Spring Training, 1900

16 Jun

There was never a dull moment during the Chicago Orphans 1900 training trip to Selma, Alabama.  New manager Tom Loftus arrived with twenty-three players from West Baden, Indiana on March 23—two more players, Jimmy Ryan and Bill Everitt would be joining the team in a few days.  The Chicago Tribune said, “Loftus is pleased with the grounds and the players are agreeably surprised at the town and hotel.”

Tom Loftus

Tom Loftus

The team was greeted in Selma with a parade and presented keys to the city; the stay in Alabama went downhill from there.

Rain in Selma disrupted the team’s practice schedule and the day Jimmy Ryan arrived it was revealed that there was a conflict between the leftfielder and his manager.

The Chicago Inter Ocean said Ryan, who claimed playing left field in Chicago’s West Side Grounds the previous season had damaged his eyes, announced he would not play the “sun field” for the team in 1900.

“(Ryan) intimated there was nothing in his contract which calls upon him to play in the sun field and that he will not do it unless he is given more money.”

Ryan told the paper:

“Let some of the young fellows put on smoked glasses and try the sun field for a while.  I am a right fielder and am tired of getting the hard end of the deal.  If they want me to play in the sun field it is up to Loftus for it is worth more money.”

Loftus responded:

“I don’t understand any such talk as this.  Ryan will play where he will make the most money for the club…I am running this club just now, and the men will play where I put them.”

The dispute went on for several days and included an offer to Ryan to join Selma’s local team if he chose to quit.

Ryan wasn’t the only disgruntled player.  Clark Griffith, who won 22 games for the team in 1899 told The Tribune:

“It is only a question of time when we all have to quit, and the sooner a man quits the better off he will be, for it is a cinch he won’t have a cent, no matter how long he stays in this business.”

Clark Griffith

Clark Griffith

A few days later The Tribune said it appeared Griffith and utility man Charlie Dexter had quit

“Clark Griffith and Charles Dexter have announced they are no longer members of the Chicago ball team.  This morning the two men, one of whom Chicago ball cranks have relied on to bring the pennant westward, announced they will start with a week for Cape Nome to mine gold.

“Griffith has been wild all spring to go to Alaska.  Some friend offered Griffith and (Jimmy “Nixey”) Callahan $20 a day as common laborers if they would go to Cape Nome.  This morning Griffith and Dexter were talking and Griffith declared he would go in a minute if he could get someone to go with him.  Dexter accepted the chance, declared he would go, and within a few minutes the pair had deposited their diamond rings with Tim Donahue as a forfeit, each agreeing to forfeit the rings in case they failed to start for Cape Nome inside a week.  Both men are in earnest”

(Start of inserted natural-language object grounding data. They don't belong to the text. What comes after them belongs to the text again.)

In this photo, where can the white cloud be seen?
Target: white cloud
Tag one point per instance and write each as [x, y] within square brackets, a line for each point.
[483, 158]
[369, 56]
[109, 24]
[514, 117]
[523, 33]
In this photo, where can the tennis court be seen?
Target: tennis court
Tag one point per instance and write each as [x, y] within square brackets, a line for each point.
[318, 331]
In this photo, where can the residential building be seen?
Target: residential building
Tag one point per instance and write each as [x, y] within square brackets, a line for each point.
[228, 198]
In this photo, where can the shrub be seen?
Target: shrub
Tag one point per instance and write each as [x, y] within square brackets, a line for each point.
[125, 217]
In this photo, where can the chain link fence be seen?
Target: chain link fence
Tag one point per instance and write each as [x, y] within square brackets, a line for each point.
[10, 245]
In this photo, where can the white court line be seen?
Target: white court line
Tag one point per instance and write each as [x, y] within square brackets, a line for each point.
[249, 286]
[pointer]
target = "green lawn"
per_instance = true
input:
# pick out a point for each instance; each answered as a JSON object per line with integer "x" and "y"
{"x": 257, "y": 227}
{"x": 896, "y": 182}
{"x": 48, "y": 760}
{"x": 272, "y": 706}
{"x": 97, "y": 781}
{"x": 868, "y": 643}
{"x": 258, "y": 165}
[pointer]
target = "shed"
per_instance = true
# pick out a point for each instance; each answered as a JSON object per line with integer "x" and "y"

Loftus didn’t take Griffith’s plan seriously, but the threat highlighted the growing dissatisfaction of his star pitcher, which would be reflected in his performance during the 1900 season.  There was no report of whether Griffith and Dexter forfeited their diamond rings when they failed to leave for Alaska.

The final incident of the Orphans’ Selma trip resulted in one of the most unusual reasons for a game to be delayed.

Griffith was on the mound during the early innings of an intersquad game, Tim Donahue was at the plate when according to The Inter Ocean:

“(A) Southern Gentleman opened up with a .44.”

The Chicago Tribune said:

“Just as the game was starting a young native, inspired by a desire to show the players his ambidexterity with revolvers, crossed the bridge (over the Alabama River) firing volleys.  As he approached the park he began he began firing at will, and for ten minutes gave a wild South exhibition of cannonading inside the park.”

Once inside the park, the man fired first in the direction of the players, and then, after reloading, “at the feet” of several local children watching the game.

He then “turned his attention to the ball players.”  The Inter Ocean said:

“He began shooting across the diamond, and every man on the field made a slide on the ground toward the shelter of the grand stand in a manner which would have been a guarantee of the championship, if repeated in regular league games.”

The paper said Tim Donahue, “who was never known to slide a base, went fifteen feet on his ribs” under the stands.  While Jimmy Ryan “made a dash” for left field “which broke the sprinting record.  He was last seen crawling under a dog hole in an extreme corner of the grounds.”

The gunman was taken into custody by Selma police, and The Tribune said the playing was “nervous and erratic,” after the shooting incident, but incredibly the game continued and was completed.

Griffiths “Scrubs” defeated Donahue’s “Regulars” 13 to 12.

The Box Score

The Box Score

Things didn’t get any better for the team after they opened the 1900 season; the Orphans limped to a 65-75 sixth place finish under Loftus.  Ryan, who still often played the “sun field”, hit .277, his first sub .300 season since 1893.  Griffith, who won 20 games the previous six seasons, won just 14.  Charlie Dexter had his worst season, hitting just. 200 in 40 games and Donahue hit just .236 in his final season in Chicago.